Für den morgigen Tag war alles bestens vorbereitet,
und es sollte eigentlich einer der glücklichsten Tage in Mitzis
Leben werden. So wäre es natürlich auch – fast.
Die Zahnarztpraxis glitzerte weihnachtlich, Joel
und Dr. Johnson trugen beide Weihnachtsmann-Mützen und ängstigten
die Patienten damit wahrscheinlich halb zu Tode. Tammy und Viv
hatten sich hoffnungsfroh Mistelzweige an
die Brust geheftet, und Doll trug blinkende
Schneemann-Ohrringe.
Der Wind blies immer noch heulend von Norden her
und ließ alles klappern und scheppern. Das Dorf fröstelte unter
schweren grauen Wolken, und Doll hielt immer wieder sehnsüchtig
Ausschau nach der ersten Schneeflocke.
»Es schneit garantiert nicht«, sagte Tammy, zog
ihren Rock noch ein paar Zentimeter höher und bewunderte ihre
schlanken Beine in den dunklen Strumpfhosen. »Der Wetterbericht
sagt, es wird einfach nur saumäßig kalt. Es gibt wohl gar keine
weißen Weihnachten mehr, oder? Meine Eltern sagen, sie erinnern
sich noch an welche in ihrer Kindheit. Da sind sie dann immer
Schlitten gefahren und haben Schneeballschlachten veranstaltet und
hatten wochenlang schulfrei. Das ist so was von unfair.«
»Doll will gar nicht wirklich, dass es schneit«,
sagte Viv. »Da friert sie sich doch halb tot in ihrem Kleid. Wir
müssen ja so schon alle warme Unterwäsche anziehen.«
Tammy hörte auf, ihre Beine zu bewundern, und sah
Doll an. »Bist du jetzt aufgeregt?«
»Nö. Überhaupt nicht. Ich freu mich echt drauf.
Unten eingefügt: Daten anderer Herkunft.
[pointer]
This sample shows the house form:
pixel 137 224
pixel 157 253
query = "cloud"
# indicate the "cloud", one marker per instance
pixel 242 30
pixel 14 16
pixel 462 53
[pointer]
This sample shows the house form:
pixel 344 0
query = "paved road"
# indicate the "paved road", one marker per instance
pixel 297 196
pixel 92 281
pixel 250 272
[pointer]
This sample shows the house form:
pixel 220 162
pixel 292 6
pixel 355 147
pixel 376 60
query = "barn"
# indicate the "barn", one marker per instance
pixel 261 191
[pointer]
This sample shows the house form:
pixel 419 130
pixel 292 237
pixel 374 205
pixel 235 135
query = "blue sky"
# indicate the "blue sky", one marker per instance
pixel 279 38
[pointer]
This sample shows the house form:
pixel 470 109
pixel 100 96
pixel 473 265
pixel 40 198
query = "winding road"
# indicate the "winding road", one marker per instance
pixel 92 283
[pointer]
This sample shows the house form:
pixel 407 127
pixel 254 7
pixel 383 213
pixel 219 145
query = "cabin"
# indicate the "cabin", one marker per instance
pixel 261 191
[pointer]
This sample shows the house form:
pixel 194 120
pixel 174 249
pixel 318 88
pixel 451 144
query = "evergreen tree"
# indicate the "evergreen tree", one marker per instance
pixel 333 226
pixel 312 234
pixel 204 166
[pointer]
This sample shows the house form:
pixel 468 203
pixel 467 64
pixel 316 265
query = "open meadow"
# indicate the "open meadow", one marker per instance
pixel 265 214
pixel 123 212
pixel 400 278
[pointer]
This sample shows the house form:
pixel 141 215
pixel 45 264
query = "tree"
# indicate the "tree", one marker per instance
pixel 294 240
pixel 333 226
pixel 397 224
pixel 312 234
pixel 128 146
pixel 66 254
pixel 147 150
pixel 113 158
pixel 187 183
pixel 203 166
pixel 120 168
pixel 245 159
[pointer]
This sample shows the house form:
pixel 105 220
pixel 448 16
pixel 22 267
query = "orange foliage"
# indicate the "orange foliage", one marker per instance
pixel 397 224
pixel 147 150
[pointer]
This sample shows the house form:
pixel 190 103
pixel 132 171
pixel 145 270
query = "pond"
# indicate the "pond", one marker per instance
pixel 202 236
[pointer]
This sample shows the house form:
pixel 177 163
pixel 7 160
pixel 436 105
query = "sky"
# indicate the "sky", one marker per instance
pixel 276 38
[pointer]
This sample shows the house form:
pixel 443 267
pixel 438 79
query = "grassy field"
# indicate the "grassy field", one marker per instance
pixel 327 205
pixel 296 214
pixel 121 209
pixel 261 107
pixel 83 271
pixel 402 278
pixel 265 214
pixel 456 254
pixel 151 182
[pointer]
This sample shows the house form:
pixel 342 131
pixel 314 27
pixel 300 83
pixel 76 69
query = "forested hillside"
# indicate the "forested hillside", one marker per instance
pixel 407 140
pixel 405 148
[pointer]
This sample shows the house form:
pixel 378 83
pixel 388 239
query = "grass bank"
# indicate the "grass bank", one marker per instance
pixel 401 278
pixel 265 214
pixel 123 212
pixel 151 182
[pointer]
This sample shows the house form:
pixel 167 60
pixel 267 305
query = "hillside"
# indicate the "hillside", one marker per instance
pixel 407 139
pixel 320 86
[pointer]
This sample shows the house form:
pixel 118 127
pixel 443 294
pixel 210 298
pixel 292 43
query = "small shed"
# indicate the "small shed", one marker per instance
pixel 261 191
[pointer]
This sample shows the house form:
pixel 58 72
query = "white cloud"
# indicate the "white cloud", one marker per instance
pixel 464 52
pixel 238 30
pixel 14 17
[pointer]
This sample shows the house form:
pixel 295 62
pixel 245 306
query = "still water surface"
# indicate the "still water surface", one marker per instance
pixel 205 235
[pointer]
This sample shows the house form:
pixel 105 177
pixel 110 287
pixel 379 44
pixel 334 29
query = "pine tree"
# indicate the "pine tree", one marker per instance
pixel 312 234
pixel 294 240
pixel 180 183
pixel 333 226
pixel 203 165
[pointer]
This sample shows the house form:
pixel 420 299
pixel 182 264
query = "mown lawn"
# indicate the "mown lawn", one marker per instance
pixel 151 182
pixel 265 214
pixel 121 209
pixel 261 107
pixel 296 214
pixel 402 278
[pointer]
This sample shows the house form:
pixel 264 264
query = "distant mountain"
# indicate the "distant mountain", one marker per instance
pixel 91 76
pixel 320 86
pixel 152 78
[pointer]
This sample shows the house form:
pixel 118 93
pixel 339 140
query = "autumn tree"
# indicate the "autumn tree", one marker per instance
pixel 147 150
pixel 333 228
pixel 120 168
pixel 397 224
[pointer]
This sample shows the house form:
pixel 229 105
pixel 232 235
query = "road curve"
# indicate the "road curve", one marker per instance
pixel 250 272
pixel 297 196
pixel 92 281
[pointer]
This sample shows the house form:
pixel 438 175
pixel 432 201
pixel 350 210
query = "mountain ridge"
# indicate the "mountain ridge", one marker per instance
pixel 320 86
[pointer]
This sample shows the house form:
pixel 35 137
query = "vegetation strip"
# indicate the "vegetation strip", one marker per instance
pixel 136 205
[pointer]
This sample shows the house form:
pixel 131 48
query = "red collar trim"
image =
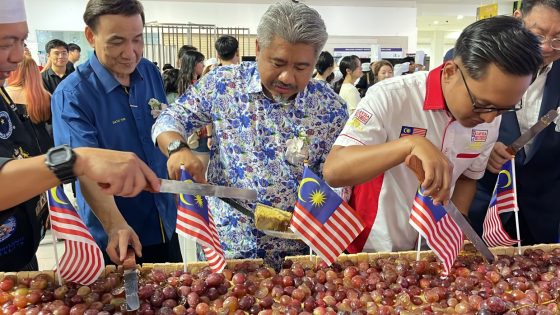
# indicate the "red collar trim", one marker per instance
pixel 434 94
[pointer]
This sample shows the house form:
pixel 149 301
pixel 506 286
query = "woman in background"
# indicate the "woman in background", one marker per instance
pixel 192 67
pixel 33 101
pixel 351 69
pixel 382 70
pixel 324 67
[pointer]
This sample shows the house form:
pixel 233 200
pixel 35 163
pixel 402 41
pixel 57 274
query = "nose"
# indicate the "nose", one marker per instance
pixel 489 117
pixel 287 77
pixel 16 54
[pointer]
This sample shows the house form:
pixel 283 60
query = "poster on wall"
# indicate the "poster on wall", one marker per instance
pixel 391 53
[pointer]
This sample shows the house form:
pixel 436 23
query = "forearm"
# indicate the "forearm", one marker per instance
pixel 352 165
pixel 464 192
pixel 21 180
pixel 102 205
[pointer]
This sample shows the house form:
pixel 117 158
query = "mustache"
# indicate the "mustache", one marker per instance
pixel 283 86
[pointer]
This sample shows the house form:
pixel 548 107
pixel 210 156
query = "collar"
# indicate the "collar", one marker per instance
pixel 108 80
pixel 434 94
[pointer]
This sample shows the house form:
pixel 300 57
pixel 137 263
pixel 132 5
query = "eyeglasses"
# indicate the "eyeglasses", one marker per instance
pixel 553 42
pixel 478 108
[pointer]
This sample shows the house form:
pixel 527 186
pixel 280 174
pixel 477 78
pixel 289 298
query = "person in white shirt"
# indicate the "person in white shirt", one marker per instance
pixel 351 69
pixel 448 118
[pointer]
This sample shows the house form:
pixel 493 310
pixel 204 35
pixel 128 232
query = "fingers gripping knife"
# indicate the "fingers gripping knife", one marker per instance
pixel 131 281
pixel 415 165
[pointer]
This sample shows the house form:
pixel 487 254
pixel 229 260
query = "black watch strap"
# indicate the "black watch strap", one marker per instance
pixel 60 160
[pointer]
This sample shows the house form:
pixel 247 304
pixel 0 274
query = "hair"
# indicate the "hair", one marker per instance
pixel 528 5
pixel 226 47
pixel 183 50
pixel 346 63
pixel 97 8
pixel 324 62
pixel 377 67
pixel 502 41
pixel 72 47
pixel 186 74
pixel 170 80
pixel 28 77
pixel 54 43
pixel 293 22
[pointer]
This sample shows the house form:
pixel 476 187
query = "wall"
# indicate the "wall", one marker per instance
pixel 65 15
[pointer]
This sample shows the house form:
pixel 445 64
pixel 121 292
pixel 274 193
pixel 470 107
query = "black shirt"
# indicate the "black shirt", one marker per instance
pixel 51 80
pixel 20 226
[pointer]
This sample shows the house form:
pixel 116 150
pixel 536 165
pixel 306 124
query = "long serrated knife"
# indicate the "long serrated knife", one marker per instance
pixel 415 165
pixel 543 122
pixel 179 187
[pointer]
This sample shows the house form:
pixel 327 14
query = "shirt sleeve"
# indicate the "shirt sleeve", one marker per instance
pixel 3 161
pixel 190 112
pixel 72 124
pixel 366 125
pixel 478 167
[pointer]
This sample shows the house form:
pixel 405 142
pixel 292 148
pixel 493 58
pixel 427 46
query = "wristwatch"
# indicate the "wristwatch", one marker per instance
pixel 175 146
pixel 60 160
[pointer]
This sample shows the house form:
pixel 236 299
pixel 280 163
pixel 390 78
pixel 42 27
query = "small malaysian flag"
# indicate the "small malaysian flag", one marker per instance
pixel 503 200
pixel 82 261
pixel 412 131
pixel 195 221
pixel 324 221
pixel 442 234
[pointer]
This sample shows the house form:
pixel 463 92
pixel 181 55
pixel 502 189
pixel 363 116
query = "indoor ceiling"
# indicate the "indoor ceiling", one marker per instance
pixel 431 14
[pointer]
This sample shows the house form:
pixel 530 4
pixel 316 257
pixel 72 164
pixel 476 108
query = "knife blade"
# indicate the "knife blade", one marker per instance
pixel 131 281
pixel 179 187
pixel 543 122
pixel 415 164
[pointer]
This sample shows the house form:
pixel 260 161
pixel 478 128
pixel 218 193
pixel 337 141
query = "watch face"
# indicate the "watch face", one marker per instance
pixel 59 156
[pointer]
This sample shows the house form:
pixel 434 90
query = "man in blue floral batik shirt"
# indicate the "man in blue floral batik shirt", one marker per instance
pixel 268 117
pixel 106 103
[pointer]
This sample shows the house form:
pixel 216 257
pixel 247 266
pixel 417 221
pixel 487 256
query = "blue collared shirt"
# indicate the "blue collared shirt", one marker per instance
pixel 91 109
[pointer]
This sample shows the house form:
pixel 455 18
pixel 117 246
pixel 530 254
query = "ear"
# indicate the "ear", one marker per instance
pixel 90 36
pixel 449 71
pixel 257 48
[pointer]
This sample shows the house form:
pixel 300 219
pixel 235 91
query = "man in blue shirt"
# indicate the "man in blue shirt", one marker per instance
pixel 104 103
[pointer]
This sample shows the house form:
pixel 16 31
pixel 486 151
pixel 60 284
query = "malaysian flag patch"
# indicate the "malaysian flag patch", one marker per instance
pixel 412 131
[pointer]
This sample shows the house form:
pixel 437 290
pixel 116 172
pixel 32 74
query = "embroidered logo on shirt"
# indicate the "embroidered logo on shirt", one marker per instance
pixel 412 131
pixel 7 228
pixel 362 116
pixel 5 125
pixel 479 135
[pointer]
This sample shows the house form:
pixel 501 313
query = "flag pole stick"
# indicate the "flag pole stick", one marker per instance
pixel 418 247
pixel 59 278
pixel 516 209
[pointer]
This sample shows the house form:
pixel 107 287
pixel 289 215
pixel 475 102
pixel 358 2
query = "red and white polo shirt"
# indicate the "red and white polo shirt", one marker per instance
pixel 405 105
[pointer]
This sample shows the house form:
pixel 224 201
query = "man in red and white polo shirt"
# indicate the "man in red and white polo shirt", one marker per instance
pixel 448 118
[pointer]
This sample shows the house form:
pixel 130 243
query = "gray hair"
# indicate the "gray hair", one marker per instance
pixel 293 22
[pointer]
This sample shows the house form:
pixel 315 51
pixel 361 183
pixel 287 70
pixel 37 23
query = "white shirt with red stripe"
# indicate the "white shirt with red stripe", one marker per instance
pixel 404 105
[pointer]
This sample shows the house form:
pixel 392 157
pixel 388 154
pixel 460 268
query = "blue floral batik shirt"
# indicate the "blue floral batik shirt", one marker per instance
pixel 249 151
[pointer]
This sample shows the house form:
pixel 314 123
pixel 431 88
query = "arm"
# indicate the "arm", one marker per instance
pixel 465 189
pixel 351 165
pixel 123 173
pixel 119 233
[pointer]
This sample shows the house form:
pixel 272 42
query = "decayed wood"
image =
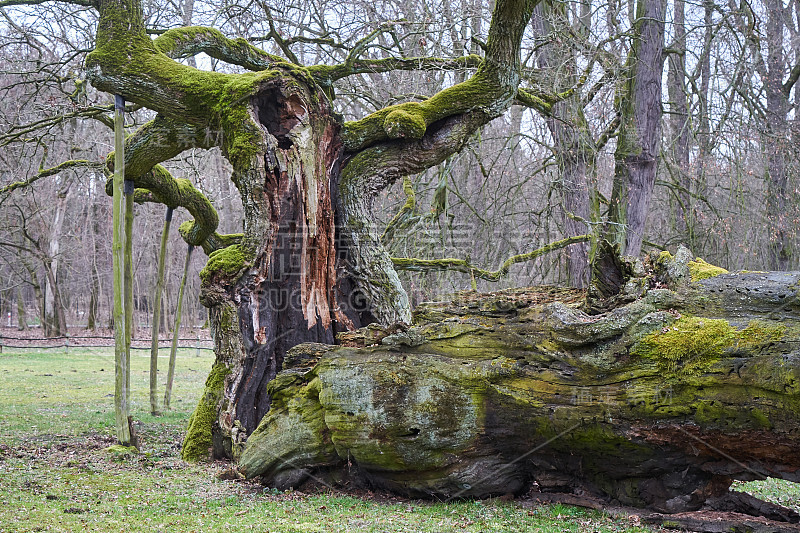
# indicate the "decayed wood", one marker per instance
pixel 488 394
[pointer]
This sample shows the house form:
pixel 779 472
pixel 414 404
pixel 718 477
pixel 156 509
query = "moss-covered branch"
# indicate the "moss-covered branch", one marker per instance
pixel 462 265
pixel 157 141
pixel 213 242
pixel 189 41
pixel 325 75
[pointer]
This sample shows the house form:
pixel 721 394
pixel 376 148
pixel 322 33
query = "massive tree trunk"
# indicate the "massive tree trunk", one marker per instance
pixel 307 265
pixel 661 403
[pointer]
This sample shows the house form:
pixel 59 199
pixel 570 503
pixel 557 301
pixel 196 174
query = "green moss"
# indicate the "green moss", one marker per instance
pixel 482 91
pixel 689 347
pixel 198 435
pixel 700 270
pixel 405 123
pixel 226 262
pixel 758 333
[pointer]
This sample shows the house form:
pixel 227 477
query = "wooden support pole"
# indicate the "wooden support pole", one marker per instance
pixel 121 345
pixel 157 314
pixel 176 331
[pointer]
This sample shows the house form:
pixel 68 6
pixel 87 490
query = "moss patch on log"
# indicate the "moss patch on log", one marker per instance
pixel 699 270
pixel 689 346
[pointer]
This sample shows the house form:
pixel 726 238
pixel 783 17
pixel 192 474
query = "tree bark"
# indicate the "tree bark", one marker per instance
pixel 574 144
pixel 679 124
pixel 661 403
pixel 640 130
pixel 777 138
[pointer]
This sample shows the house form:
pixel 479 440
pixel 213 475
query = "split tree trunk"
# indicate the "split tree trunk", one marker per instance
pixel 661 403
pixel 279 287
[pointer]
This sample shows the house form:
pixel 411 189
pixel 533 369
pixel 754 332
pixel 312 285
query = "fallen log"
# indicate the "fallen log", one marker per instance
pixel 660 403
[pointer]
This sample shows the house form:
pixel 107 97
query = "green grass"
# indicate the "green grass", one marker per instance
pixel 57 418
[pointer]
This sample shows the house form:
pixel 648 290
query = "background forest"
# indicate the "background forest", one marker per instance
pixel 726 182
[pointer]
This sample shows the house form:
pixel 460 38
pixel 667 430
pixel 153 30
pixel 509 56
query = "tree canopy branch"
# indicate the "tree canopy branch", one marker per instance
pixel 325 75
pixel 189 41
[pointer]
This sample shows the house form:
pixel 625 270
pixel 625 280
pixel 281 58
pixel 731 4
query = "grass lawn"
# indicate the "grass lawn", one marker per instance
pixel 57 419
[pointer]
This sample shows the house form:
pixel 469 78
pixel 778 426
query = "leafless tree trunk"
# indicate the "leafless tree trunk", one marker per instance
pixel 636 156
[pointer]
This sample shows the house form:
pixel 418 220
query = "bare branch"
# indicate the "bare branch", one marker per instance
pixel 66 165
pixel 85 3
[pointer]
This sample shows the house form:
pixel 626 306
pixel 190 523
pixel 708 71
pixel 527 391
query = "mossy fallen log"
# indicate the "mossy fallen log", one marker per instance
pixel 660 403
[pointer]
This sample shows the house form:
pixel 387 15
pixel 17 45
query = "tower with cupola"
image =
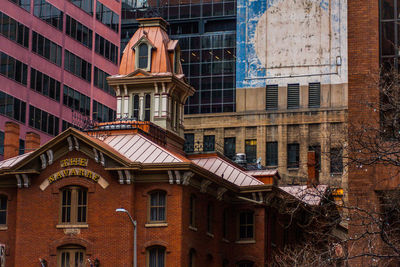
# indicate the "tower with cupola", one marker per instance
pixel 150 85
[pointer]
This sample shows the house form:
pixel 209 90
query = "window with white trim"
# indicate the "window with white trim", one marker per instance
pixel 73 205
pixel 3 210
pixel 71 255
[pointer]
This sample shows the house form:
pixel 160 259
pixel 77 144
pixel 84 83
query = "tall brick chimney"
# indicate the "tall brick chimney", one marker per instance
pixel 313 173
pixel 11 140
pixel 32 141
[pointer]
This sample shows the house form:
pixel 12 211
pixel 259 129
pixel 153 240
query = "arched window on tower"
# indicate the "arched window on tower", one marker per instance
pixel 136 107
pixel 143 56
pixel 147 107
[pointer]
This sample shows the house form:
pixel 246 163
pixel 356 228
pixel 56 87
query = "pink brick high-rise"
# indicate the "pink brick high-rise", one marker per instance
pixel 55 56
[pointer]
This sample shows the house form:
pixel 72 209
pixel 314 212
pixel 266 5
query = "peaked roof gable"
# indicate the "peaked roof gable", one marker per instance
pixel 144 39
pixel 19 162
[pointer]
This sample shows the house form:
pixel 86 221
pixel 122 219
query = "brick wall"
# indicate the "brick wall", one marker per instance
pixel 363 45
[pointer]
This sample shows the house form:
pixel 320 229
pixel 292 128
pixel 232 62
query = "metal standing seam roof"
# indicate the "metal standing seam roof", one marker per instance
pixel 139 149
pixel 12 161
pixel 309 195
pixel 227 171
pixel 268 172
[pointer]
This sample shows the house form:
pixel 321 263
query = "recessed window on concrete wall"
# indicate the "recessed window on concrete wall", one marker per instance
pixel 48 13
pixel 251 150
pixel 12 107
pixel 46 48
pixel 76 101
pixel 293 155
pixel 230 147
pixel 272 154
pixel 102 113
pixel 314 95
pixel 77 66
pixel 317 150
pixel 13 69
pixel 14 30
pixel 43 121
pixel 25 4
pixel 79 32
pixel 107 16
pixel 45 85
pixel 106 49
pixel 293 96
pixel 85 5
pixel 272 97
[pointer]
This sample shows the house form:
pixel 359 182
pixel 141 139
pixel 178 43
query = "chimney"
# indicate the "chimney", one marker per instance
pixel 32 141
pixel 313 173
pixel 11 140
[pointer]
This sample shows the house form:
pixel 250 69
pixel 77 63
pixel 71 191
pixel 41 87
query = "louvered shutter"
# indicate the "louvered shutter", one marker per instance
pixel 272 97
pixel 293 100
pixel 314 94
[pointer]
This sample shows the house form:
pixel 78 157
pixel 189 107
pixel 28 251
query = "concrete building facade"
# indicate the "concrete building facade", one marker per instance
pixel 55 56
pixel 190 209
pixel 291 89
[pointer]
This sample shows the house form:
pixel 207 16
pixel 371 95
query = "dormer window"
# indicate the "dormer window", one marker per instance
pixel 143 56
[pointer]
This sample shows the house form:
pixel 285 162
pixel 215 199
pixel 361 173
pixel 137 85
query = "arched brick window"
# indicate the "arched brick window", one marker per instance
pixel 3 210
pixel 143 56
pixel 73 205
pixel 156 257
pixel 71 255
pixel 192 211
pixel 157 206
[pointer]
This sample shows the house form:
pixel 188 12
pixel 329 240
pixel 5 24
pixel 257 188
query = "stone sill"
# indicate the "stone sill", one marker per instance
pixel 246 241
pixel 70 226
pixel 152 225
pixel 192 228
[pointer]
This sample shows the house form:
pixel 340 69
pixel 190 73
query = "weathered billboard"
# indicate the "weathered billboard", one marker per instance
pixel 284 41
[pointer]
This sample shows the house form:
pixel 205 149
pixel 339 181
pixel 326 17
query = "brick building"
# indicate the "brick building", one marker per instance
pixel 58 203
pixel 55 57
pixel 373 31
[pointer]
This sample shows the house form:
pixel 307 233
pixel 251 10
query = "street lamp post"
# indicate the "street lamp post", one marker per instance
pixel 134 234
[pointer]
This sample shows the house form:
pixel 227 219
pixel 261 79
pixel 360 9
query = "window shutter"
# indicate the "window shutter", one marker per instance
pixel 293 100
pixel 272 97
pixel 314 94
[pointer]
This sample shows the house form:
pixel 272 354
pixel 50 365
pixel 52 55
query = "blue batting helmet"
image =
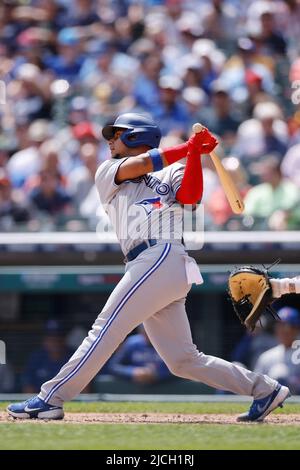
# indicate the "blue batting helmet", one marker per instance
pixel 140 130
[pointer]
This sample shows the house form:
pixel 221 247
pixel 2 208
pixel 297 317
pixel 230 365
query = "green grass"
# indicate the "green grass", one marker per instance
pixel 26 435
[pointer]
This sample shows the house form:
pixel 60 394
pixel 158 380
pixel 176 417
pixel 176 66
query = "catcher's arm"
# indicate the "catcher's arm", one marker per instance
pixel 252 292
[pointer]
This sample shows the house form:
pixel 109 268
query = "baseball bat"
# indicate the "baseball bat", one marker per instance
pixel 231 191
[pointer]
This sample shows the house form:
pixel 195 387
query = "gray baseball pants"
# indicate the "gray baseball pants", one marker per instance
pixel 152 292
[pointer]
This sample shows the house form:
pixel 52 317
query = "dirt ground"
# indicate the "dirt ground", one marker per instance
pixel 156 418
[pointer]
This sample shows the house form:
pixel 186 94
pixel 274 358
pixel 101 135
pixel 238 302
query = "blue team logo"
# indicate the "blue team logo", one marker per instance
pixel 150 204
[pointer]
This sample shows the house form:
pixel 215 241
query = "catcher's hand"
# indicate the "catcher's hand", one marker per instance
pixel 250 291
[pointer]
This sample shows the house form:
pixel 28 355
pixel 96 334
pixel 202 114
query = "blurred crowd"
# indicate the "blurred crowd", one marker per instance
pixel 68 67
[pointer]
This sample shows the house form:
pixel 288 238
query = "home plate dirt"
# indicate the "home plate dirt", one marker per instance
pixel 156 418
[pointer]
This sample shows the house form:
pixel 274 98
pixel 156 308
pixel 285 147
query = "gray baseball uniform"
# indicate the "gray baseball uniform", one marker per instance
pixel 152 291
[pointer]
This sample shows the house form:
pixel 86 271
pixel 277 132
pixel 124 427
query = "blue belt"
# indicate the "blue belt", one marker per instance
pixel 132 254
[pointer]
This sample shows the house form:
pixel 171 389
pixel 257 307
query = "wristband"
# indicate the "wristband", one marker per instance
pixel 157 161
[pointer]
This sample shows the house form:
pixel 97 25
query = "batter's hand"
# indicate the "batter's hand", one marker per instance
pixel 202 142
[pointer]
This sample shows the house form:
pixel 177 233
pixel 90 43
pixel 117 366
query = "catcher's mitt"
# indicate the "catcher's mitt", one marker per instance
pixel 251 294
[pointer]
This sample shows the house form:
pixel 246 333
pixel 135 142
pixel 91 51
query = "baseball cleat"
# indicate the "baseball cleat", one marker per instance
pixel 35 408
pixel 262 407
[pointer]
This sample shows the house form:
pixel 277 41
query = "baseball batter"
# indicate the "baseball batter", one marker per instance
pixel 143 189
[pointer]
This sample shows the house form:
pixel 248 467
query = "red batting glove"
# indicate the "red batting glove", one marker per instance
pixel 203 142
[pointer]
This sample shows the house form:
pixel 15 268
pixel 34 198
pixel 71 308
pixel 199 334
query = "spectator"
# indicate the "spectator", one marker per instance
pixel 68 61
pixel 221 119
pixel 273 194
pixel 217 204
pixel 279 362
pixel 290 166
pixel 49 197
pixel 47 360
pixel 171 113
pixel 265 133
pixel 7 378
pixel 13 210
pixel 26 162
pixel 137 360
pixel 81 180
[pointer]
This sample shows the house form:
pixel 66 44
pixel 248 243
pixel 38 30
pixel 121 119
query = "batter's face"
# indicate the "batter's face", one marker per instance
pixel 116 146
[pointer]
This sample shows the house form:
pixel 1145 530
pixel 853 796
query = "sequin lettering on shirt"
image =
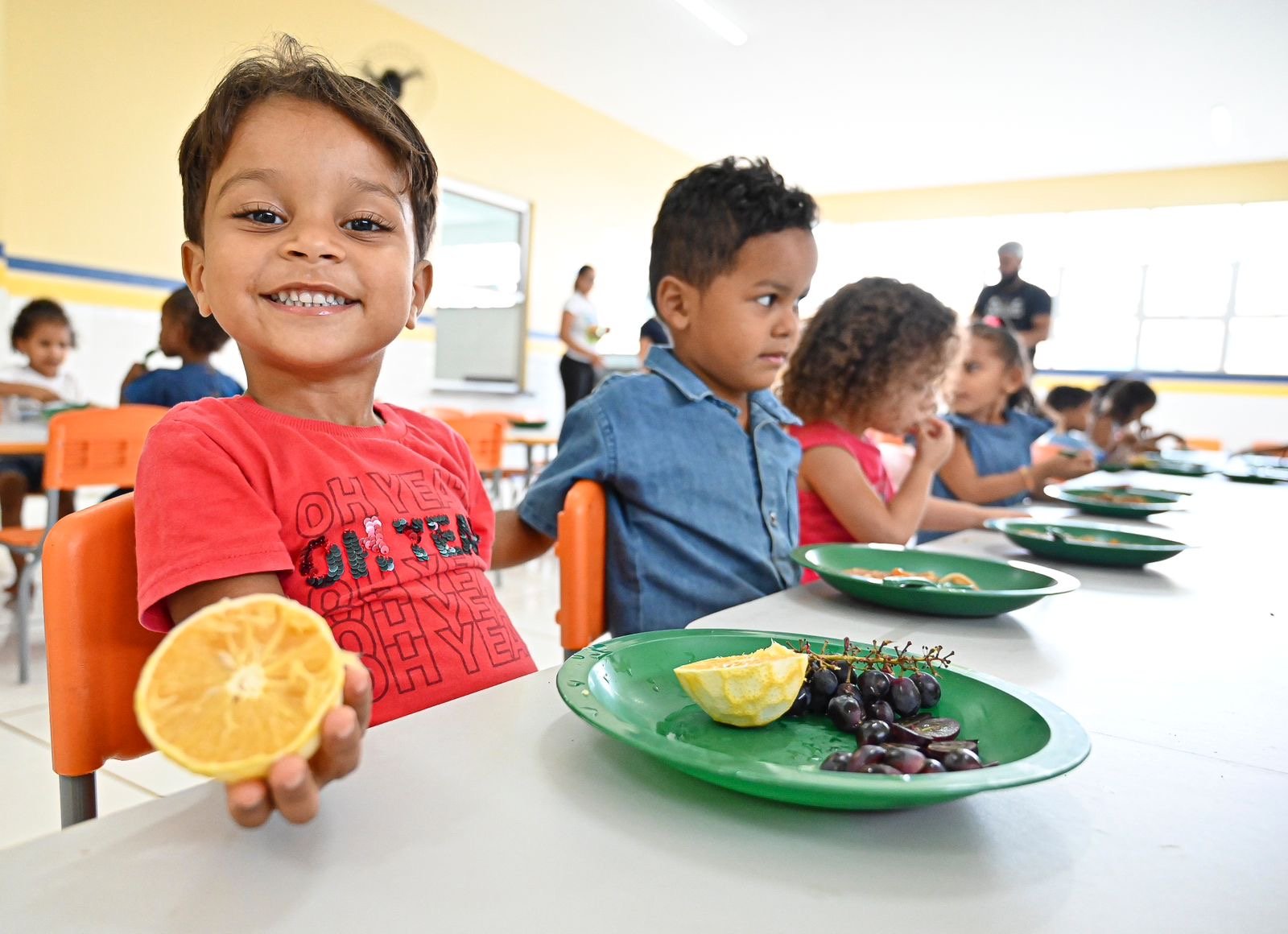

Wahrscheinlich, weil alles ganz ungezwungen ist. Bretts Eltern
waren erst etwas verschnupft, weil es keine großartige Feier gibt,
aber inzwischen haben sie sich wieder abgeregt.«
Tammy grinste. »Und ihr wollt wirklich gar keine
Hochzeitsgeschenke?«
»Wozu denn? Wir wohnen doch schon seit Ewigkeiten
zusammen. Wir haben alles, was wir brauchen. Alles, was wir uns
wünschen, ist, dass unsere Verwandten und Freunde kommen und mit
uns feiern.«
»Ach wie schön.«
Viv begutachtete ihre Fingernägel. »Um wie viel Uhr
treffen wir uns heute Abend im Pub?«
»Gleich nach der Arbeit.« Doll spähte aus dem
Fenster des leeren Wartezimmers noch immer gen Himmel. »Und es ist
nur ein kurzer Umtrunk, nichts Großartiges. Ich möchte den heutigen
Abend zu Hause mit meiner Mutter verbringen. Sie kocht uns etwas
Besonderes.«
Tammy zog die stark gezupften Augenbrauen hoch.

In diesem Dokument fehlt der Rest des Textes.